Breast cancer patients 'denied precious time with loved ones' as new drug Korserdu rejected on NHS

Breast cancer patients are being “denied precious time” with loved ones after a new drug was rejected for use on the NHS.

Trial data suggests elacestrant may increase how long people with one of the most common forms of breast cancer, which has become resistant to hormone therapies, have before their tumour starts growing again.

However the National Institute for Health and Care Excellence (NICE) says this comes from indirect comparisons with current drugs and has told drugmaker Menarini Stemline it needs more clinical trial data on how long it works for.

Its draft guidance for England does not recommend the drug, also known by its brand name Korserdu, for treating around 1,000 women with a form of hormone therapy resistant cancer with a ESR1 mutation.

Claire Rowney, chief executive at Breast Cancer Now, said: “An ESR1 mutation is a genetic change that often occurs after long-term use of hormone therapy, which is commonly used to treat this type of secondary breast cancer. This mutation is also associated with the disease progressing faster and worse survival rates, yet no targeted treatments are available on the NHS for people with it.

“For people with this type of secondary breast cancer, elacestrant could bring precious additional time with loved ones and doing what matters most to them before the disease progresses, compared to treatments currently available. It’s deeply concerning that patients currently stand to be denied this chance to benefit from extra time.”

Oestrogen receptor positive, HER2- breast cancer is the most common type of breast cancer. Up to half of the advanced or metastatic breast cancers treated with hormone therapy develop mutations in the oestrogen receptor gene, ESR1, on disease progression. The ESR1 gene makes oestrogen receptors, which receive signals from oestrogen that tell the cancer to grow. This can cause some hormone therapies to stop working.

Elacestrant is a type of hormone therapy called an oestrogen receptor degrader which works by stopping oestrogen-dependent cancer cells from growing by binding to and degrading oestrogen receptors, blocking oestrogen’s ability to bind to breast cancer cells. But NICE said there is still “considerable uncertainty” around the estimates for how long the drug could be effective for.

Helen Knight, director of health technology evaluation at NICE, said: “The committee heard how living with incurable secondary breast cancer is distressing and stressful for the person and their family and carers, affecting all aspects of their lives.

“The main area of uncertainty the committee had to contend with was the estimates for how long elacestrant stopped the disease from getting worse compared with current clinical practice. It also meant the committee was unable to confirm at this stage whether a severity modifier could be applied. We stand ready to work with the company to try and address the issues identified by the committee in this draft guidance.”

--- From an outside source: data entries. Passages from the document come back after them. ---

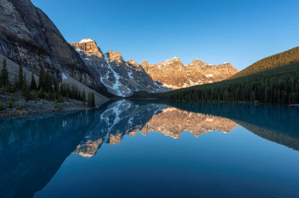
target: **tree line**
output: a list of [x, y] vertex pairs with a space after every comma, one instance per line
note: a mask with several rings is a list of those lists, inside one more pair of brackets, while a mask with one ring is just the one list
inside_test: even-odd
[[245, 101], [274, 104], [299, 102], [299, 64], [164, 94], [167, 99]]
[[299, 46], [261, 59], [228, 79], [248, 76], [278, 67], [299, 64]]
[[6, 60], [5, 58], [3, 59], [0, 75], [0, 88], [1, 88], [1, 93], [4, 90], [9, 93], [21, 91], [22, 96], [26, 100], [35, 99], [38, 98], [62, 102], [64, 97], [67, 100], [70, 99], [82, 101], [84, 105], [87, 102], [87, 106], [89, 108], [95, 107], [93, 92], [88, 92], [86, 100], [84, 89], [81, 92], [77, 85], [63, 83], [62, 79], [60, 79], [60, 83], [58, 79], [55, 79], [53, 82], [49, 73], [45, 72], [42, 69], [39, 73], [38, 85], [35, 81], [33, 72], [31, 74], [31, 82], [28, 83], [26, 73], [23, 72], [22, 66], [20, 64], [19, 73], [18, 75], [15, 74], [13, 83], [11, 84], [9, 79]]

NICE’s draft guidance is open for public consultation until October 22. During 2023-24 three quarters (76%) of topics that were initially not recommended by NICE at consultation turned positive before final guidance was published.

Ms Rowney added: “We understand that NICE has concerns about uncertainties in the data on the clinical effectiveness of elacestrant, and we urge NICE and Menarini Stemline to work closely together to explore all solutions to resolve these issues and see the provisional decision reversed. Unless this happens, patients could be denied the precious chance of being offered this targeted treatment option that gives them more time before their cancer progresses.”